On the other hand, what if the second season is better?
I realize that will probably sound controversial to diehard fans, but hear me out: I think season 2 presents a golden opportunity for the writers/showrunners to capitalize on the show’s main strength—possibly even making it the rare second season that improves upon the first.
While the plot of season 2 largely remains a mystery (beyond the premise shared in Amazon’s press release), I’m glad we’ll get to see the story of Aziraphale (Michael Sheen) and Crowley (David Tennant) continue—and I’m hopeful that the second season will focus more heavily on the two of them.
The best parts of season 1 are when Aziraphale and Crowley interact, full stop. Whether they’re working together in secret, hatching a (flawed) plan to save the world, or just out to lunch, their companionship is easily the high point of the show. The plot is fun, and the other characters are charming, but the oft-bantering angel and demon at the center of the story are the reason to watch (and rewatch).
And there simply isn’t enough of them! For one thing, they spend large portions of the story apart, sometimes only communicating briefly by phone. For another, the first season has a lot to establish in just six episodes: Agnes Nutter’s all-important prophecy book, the missing antiChrist and his ice cream-loving friends, and the world-building of Heaven and Hell, all culminating in a showdown with Satan himself. It’s solid storytelling, but it also means that screen time is limited for our favorite angel and demon—and their time together even more so.
When we see Aziraphale and Crowley in season 1, they’re often at maximum stress levels, each trying to appease their “head offices” while attempting to subvert the coming apocalypse and striving to avoid anyone discovering that they’re working together. Aziraphale is paranoid and nervous, Crowley is frustrated, and it’s not until the final minutes of the finale, “The First Day of the Rest of Their Lives,” that they’re able to relax and enjoy each other’s company—and openly admit that they enjoy each other’s company.
The cold open on episode 3, “Hard Times,” is widely considered a fan-favorite, thanks to the flashback sequence of Aziraphale and Crowley bumping into each other over their six thousand years on Earth. This glimpse into their history makes it impossible not to love their dynamic, and it lets both Tennant and Sheen shine more than any other portion of the show.

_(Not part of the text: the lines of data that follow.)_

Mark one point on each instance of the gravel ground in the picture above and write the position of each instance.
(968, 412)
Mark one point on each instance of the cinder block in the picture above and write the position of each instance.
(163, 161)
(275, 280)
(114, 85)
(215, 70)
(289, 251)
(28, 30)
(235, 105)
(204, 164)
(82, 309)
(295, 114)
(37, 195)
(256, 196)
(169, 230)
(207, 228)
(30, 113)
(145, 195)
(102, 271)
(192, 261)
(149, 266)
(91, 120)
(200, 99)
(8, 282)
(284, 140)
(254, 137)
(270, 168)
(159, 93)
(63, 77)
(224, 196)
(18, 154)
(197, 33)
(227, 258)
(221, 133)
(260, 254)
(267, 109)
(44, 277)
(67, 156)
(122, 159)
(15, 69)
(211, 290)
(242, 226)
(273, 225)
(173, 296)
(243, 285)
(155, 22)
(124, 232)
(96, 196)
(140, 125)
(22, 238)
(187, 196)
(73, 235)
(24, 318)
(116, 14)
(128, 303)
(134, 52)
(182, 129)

They have a unique and addictive chemistry—even outside of these characters, as evidenced by their performance as versions of themselves in the BBC’s webcam-based lockdown comedy Staged.
In season 2, I’m looking forward to new flashbacks that reveal more of Aziraphale and Crowley’s centuries-long friendship, but I’m hopeful for even more this time. The first season laid the groundwork for both characters to end up “on their own side,” as Crowley put it post-non-apocalypse. Going forward, these two should remain exactly where they’ve always wanted to be: together. With their newfound ability to stop worrying about being discovered, and no need to report back to the higher-ups and lower-downs, I’m ready to see them living and working side-by-side, no matter where their upcoming adventures take them.
Few character duos enjoy the level of fandom celebration that is still going strong for this pair, even two years after season 1 aired; it’s safe to say that a lot of viewers came away from the show eager to see more of Aziraphale and Crowley, specifically. Many fans, myself included, have hypothesized ideas about how “the rest of their lives” might unfold after they helped each other dodge execution. With the head honchos at Heaven and Hell no longer looming over their shoulders, would they find new hobbies? Would they spend more time relaxing in Aziraphale’s beloved bookshop and/or out in the world, enjoying meals in lavish restaurants? And, perhaps most pressing, would Crowley let his hair grow out again?
Prior to the renewal news, the only solid clues we’ve had about what their post-canon life might look like have come from a few comments by novel coauthor and series cocreator Neil Gaiman that, in the world of the book, he’d imagined the two characters eventually sharing a cottage in the South Downs. That concept clearly resonated, inspiring numerous fan works depicting the two in a cozy coastal home. On the popular fanfiction hub Archive of Our Own, the tag “South Downs Cottage (Good Omens)” brings up more than 1,500 fanfics, despite never actually appearing in the show. (Yet?!) Regardless of the events of season 2, it’s hard to imagine a better conclusion than one that cements the legendary cottage as canon, since it would give these characters the happy ending they truly deserve.
It won’t be possible for season 2 to please everyone, of course, and some fans will undoubtedly prefer the first no matter what happens. For now, though, I’m taking the pretty promo poster as a positive sign—a reassurance of what’s to come. A good omen, if you will.
What are your hopes (or wildest dreams) for Good Omens season 2?